TelevizyonGazetesi.com / Detay – ATV ekranında izleyicilerle pazar akşamı buluşmaya başlayan dram ve umut dizisi Adı Sevgi’nin baş rol oyuncusu Yunus Emre Yıldırımer Sabah Gazetesi’nden İlker Geziciye verdiği röportajda rolü ve kariyeriyle ilgili çarpıcı açıklamalarda bulundu.
6 sezon boyunca Eşkıya Dünyaya Hükümdar Olmaz dizisinde canlandırdığı ‘Alparslan’ karakteriyle gönüllerde taht kuran Yunus Emre Yıldırımer, yeni dizisiyle izleyici karşısına çıkmanın heyecanını yaşıyor. ‘Alpraslan benim için hediyeydi’ diyen yakışıklı oyuncuyu Adı Sevgi’de ‘Emir Baykara’ adlı karaktere hayat veriyor.
Okumaya çalışan genç kızların çabasını ve onlara kendini adayan genç bir öğretmenin mücadelesini anlatan dizi eğitim meselesine odaklanıyor. ‘Özellikle kız çocuklarının okumasını çok önemli buluyorum’ diyen Yıldırımer, “Adı Sevgi, yüreği okuma aşkıyla yanıp tutuşan binlerce kız çocuğunun yarasına pansuman olacak, bir eğitim meşalesi yanacak” diye konuştu.
‘Alparslan’rolünden sonra boşluğa düştüğünü de itiraf eden oyuncu, “Tabii ki bir boşluğa düştüm. Ama bu süreçte en çok oğlumla vakit geçirdim. Vakit ayırmakta zorlandığım ailemle zaman geçirmeme yaradı” açıklamasını yaptı.
Oyuncu, Adı Sevgi’ye ‘Evet’ deme nedenini ise şu sözlerle anlattı; “Benim hiçbir zaman aksiyon işinden sonra seyirci beni başka rolde görsün diye bir tercihim olmadı. Ben derdi olan işler ve karakterlerle ilgileniyorum. Adı Sevgi de böyle bir iş. Dizinin toplumsal sorunlara mercek tutan hikayesi beni çok etkiledi. Koliba Film, Ata Türkoğlu böyle bir teklifle gelince çok mutlu oldum ve hemen kabul ettim.”
Derdi olan karakterleri canlandırmak istediğini belirten Yunus Emre Yıldırımer sözlerini şöyle sürdürdü; “Okumaya çalışan genç kızların çabası ve onlara kendini adayan genç bir öğretmenin mücadelesi. İnsanların birbirine saygısının az olduğu, tahammülün hiç kalmadığı bir dönemdeyiz.
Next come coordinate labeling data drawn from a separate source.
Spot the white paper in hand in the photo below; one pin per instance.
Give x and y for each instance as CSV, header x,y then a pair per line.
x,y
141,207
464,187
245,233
Bu noktada dizimizin seyirciye iyi geleceğini, umut olacağını düşünüyorum.”
Bugüne kadar hep dürüst, vicdanlı ve iyi karakterleri canlandırıyor olmam fizikle de alakalı olabilir. Ama bundan şikayetçi değilim. Birgün kötü bir adamı oynarsam da onun haklılığını aramaya çalışırım. Eğer yoksa oynamayı çok istemem. Şöyle bir hikaye vardır ya; eğer bir kaplanı avının peşindeyken izlersen ve avını yakalayamazsa hayatta kalamayacağını anlarsın ya da o bir ceylanı yakalayıp yiyebilirse kaplan adına sevinirsin. Ama aynı durumu bir ceylanın gözünden izlersen, av olduğu için bu kez ceylan için üzülürsün. Bu işler de aynı böyledir.”